Michael Ciamarra: The Business of Alabama is small business

  A national ranking of Alabama was released that could become the blueprint to follow over the next decade but it was little noticed. The prestigious news was elbowed out by Cam Newton, political corruption, and ongoing saga of the BP oil spill.

  Alabama was ranked the 10th best place in the nation by the industry journal Site Selection. This ranking was the culmination of excellent workforce skills, necessary low taxes, transportation infrastructure, incentives and access to utility networks. Those criteria appear to be a template for consistent success. But do all politicians pay attention to this minimalist government approach?

  North Carolina ranked first in the nation according to Site Selection magazine - again. The 'Tar Heel' state's ranking has demonstrated an iron determination of number one over a nine-year period.

  Can lessons be learned from their example? For starters, North Carolina's governor and legislature agreed that real job creation would be their focus, regardless of political parties and other differences. Jobs would be the number one agenda item in the portfolio of North Carolina.

  When government can encourage job creation and economic recruitment by low taxes, minimal red tape, solid education systems, predictable and fair tort laws and then get out of the way - therein lies success. Certainly, reckless stimulus spending, raiding trust funds, gambling or protecting special groups at the expense of taxpayers are not ways to create new jobs or to rank higher on economic indexes.

  The outgoing Riley Administration has an admirable record in recruiting large- and medium-sized businesses.

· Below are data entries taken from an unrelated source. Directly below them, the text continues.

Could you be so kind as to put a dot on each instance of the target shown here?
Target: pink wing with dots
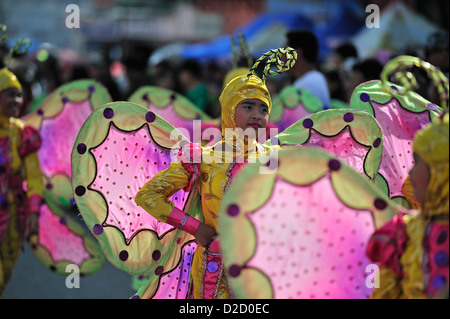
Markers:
(400, 117)
(63, 241)
(59, 119)
(173, 107)
(301, 232)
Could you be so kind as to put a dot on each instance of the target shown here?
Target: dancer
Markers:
(246, 105)
(19, 208)
(412, 250)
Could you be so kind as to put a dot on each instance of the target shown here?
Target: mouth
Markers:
(255, 125)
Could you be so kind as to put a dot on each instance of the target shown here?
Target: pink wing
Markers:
(301, 233)
(63, 241)
(59, 119)
(400, 117)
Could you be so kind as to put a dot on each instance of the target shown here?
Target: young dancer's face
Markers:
(10, 102)
(253, 114)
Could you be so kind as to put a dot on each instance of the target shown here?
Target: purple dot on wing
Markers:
(108, 113)
(377, 142)
(364, 97)
(432, 106)
(308, 123)
(380, 204)
(156, 255)
(234, 271)
(159, 270)
(81, 148)
(97, 229)
(334, 164)
(80, 190)
(348, 117)
(150, 117)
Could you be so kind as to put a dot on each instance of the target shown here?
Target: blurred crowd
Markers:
(42, 71)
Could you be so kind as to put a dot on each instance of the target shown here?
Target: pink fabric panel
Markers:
(311, 255)
(59, 240)
(125, 162)
(58, 135)
(175, 284)
(344, 146)
(291, 116)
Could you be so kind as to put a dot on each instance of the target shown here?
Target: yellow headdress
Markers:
(251, 86)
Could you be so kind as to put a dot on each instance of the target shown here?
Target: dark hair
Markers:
(306, 42)
(346, 50)
(370, 68)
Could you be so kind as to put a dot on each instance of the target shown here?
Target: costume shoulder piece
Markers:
(315, 248)
(400, 113)
(120, 147)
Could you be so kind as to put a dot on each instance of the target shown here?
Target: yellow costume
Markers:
(215, 171)
(18, 162)
(413, 250)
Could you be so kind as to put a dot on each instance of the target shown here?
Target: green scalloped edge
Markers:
(291, 97)
(160, 98)
(290, 171)
(297, 134)
(128, 116)
(99, 97)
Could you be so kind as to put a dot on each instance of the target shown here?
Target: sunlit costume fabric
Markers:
(208, 276)
(18, 163)
(413, 250)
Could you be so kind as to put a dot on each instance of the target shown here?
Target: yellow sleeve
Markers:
(33, 175)
(154, 195)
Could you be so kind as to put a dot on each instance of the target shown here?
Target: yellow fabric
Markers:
(9, 249)
(239, 89)
(411, 260)
(233, 74)
(8, 80)
(29, 167)
(408, 192)
(389, 285)
(432, 145)
(212, 183)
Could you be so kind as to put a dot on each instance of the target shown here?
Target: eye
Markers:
(264, 109)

The economic development team that marketed Alabama to out-of-state aerospace, automotive and green energy was one of the best in the nation.

  One can always learn from others and sharpen one's skills and drive. Alabama proved it could do well in luring big economic projects to the state. But it isn't big business that is creating new jobs... it is small business. Small business creates three of every four new jobs and is the backbone of the nation. Here, Alabama is on the verge of a major breakthrough that could push our state into the top five in the nation, certainly for small business.

  To be perfectly frank, the recently-defeated leadership that once ran the Alabama Legislature had little interest in creating a genuine pro-business climate, especially for small business. The old leadership was mired in placating special interests, weighed down by its own mediocrity and did not offer a single creative idea for the 21st century world that had left them behind.

  A new leadership team is taking the helm in Montgomery and small business can flourish as never before!  Let's be clear - government never creates a single private sector job, only the private sector does that. Government creates the incentives and encourages the genius of markets to work. Government, as stated earlier, can best assist by minimal interference.

  Taking their cue from Governor-elect Bentley, the new Republican super-majorities in Montgomery have prioritized small business job creation and small business development.

  To accomplish this, expanding tax incentives must be the starting point and centerpiece for the 2011 regular session of the legislature. Complementing that measure would be expanding tax credits for small businesses that purchase health insurance for their employees. Those actions, among others for small business, will clearly set the stage for a small business surge in Alabama.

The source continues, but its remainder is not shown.